Me van a permitir que omita el nombre de nuestros portagonistas, pero sí que me han dado permiso para contar esta historia. Ocurrió la otra noche, en ese retiro veraniego donde intento solventar todo aquello que hice mal durante el año. Que no es poco.
Tres jerezanos, quedamos para ver la final del Sevilla. Allí, en la lejana playa de los Alemanes, en lo más alto de su montaña, un buen VORS de palo cortao y un buen queso, hacían mágica la caída de la tarde mientras el equipo de Lopetegui demostraba lo que ya todos vimos. Al final del partido, y tras maldecir a Reguilón por quitarle la foto a Jesús Navas, llegó el momento de tomarnos un Brandy de esos que salen solo de los tuétanos de las bodegas de la ciudad, donde no llegan los rayos de luz.
Copa de balón y trago. Al levantar la mirada, todavía saboreando aquel caldo de dioses, me percaté que en la pared había un pequeño azulejo del Santo Crucifijo de la Salud. Me extrañó. Ya que aquella familia, no es que sea muy de ambientes cofradieros, y si lo son, inteligentemente están apaetados de este maravilloso, pero inquietante mundo. Ustedes me entienden.

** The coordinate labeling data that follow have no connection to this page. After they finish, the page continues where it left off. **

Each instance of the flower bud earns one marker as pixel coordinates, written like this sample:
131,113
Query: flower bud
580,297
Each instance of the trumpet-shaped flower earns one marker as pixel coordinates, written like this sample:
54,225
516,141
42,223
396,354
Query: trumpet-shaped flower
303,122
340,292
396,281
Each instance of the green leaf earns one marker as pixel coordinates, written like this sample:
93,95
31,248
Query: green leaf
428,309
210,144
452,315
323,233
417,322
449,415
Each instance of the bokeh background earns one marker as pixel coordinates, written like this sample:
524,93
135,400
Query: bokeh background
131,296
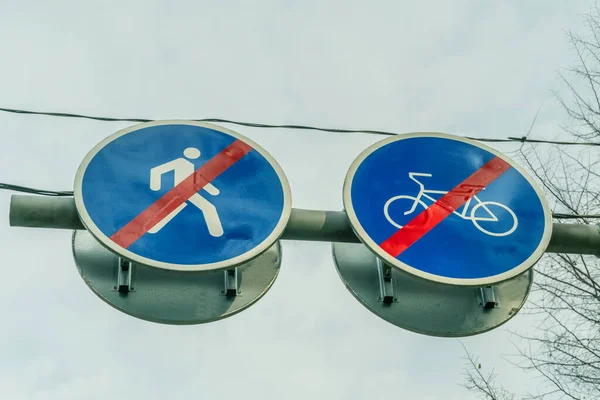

Quise saber la historia de cómo llegó allí esa maravilla de azulejo. Me contaron, que hace unos veinte años, alguien llegado de Jerez a una comida en aquel rincón, lo trajo envuelto cariñosamente como un presente a la familia. Sin duda, un detallazo de aquel cofrade que aún sabiendo el poco apego a este mundo de aquella familia, regaló de corazón al rey de sus devociones.
Y así recibieron al Santo Crucifijo en aquella casa una tarde de otoño, con el mismo cariño que se lo regalaron. Por ello, el fino azulejo, fue colgado en la pared como agradecimiento a aquel hombre.
Pasaron los meses, y los vientos de levante y los temporales del Estrecho azotaron la casa, y un día, el azulejo apareció en el suelo después de haberse caído desde una altura considerable. A su alrededor, yacían los macetones de barro rotos que se habían caído de lado a ras de suelo… pero el Santo Crucifijo, allí estaba, boca arriba, intacto entre tanto desastre del invierno. No se había roto milagrosamente en ni un solo trozo.
El matrimonio, que todavía a día de hoy sigue sin dar crédito de aquello, lo cogió como cuando lo cogían para llevarlo a la Capilla del Sagrario cada Miércoles de Ceniza, y lo volvió a colocar en el mismo sitio, pero esta vez, incrustado en la pared de la casa, para que nunca más la naturaleza pueda dejarlo caer.
Desde entonces, la salud se hizo dueña de esa casa; llegaron más de media docena de nietos, y la prosperidad y la paz colman a esta familia sin que se conozca ningún problema grave de salud.
Se terminó mi copa de Brandy, y allí con el sonido del mar de fondo, tras rezarle en silencio para no molestar (por si acaso) se quedó el Santo Crucifijo con su pequeña historia a cuestas, vigilando la casa, a la familia, e imponente ante el Estrecho por donde ve pasar la vida desde su retablo blanco de cal marina.
Las cosas del Santísimo Crucifijo de la Salud, al que agradezco poder haberla conocido para contarla, y para que la hermandad si lo tiene a bien, la recoja y la guarde en sus archivos y todos sepan de aquello que ocurrio hace veinte años muy lejos de Jerez, con su imagen como bendito protagonista.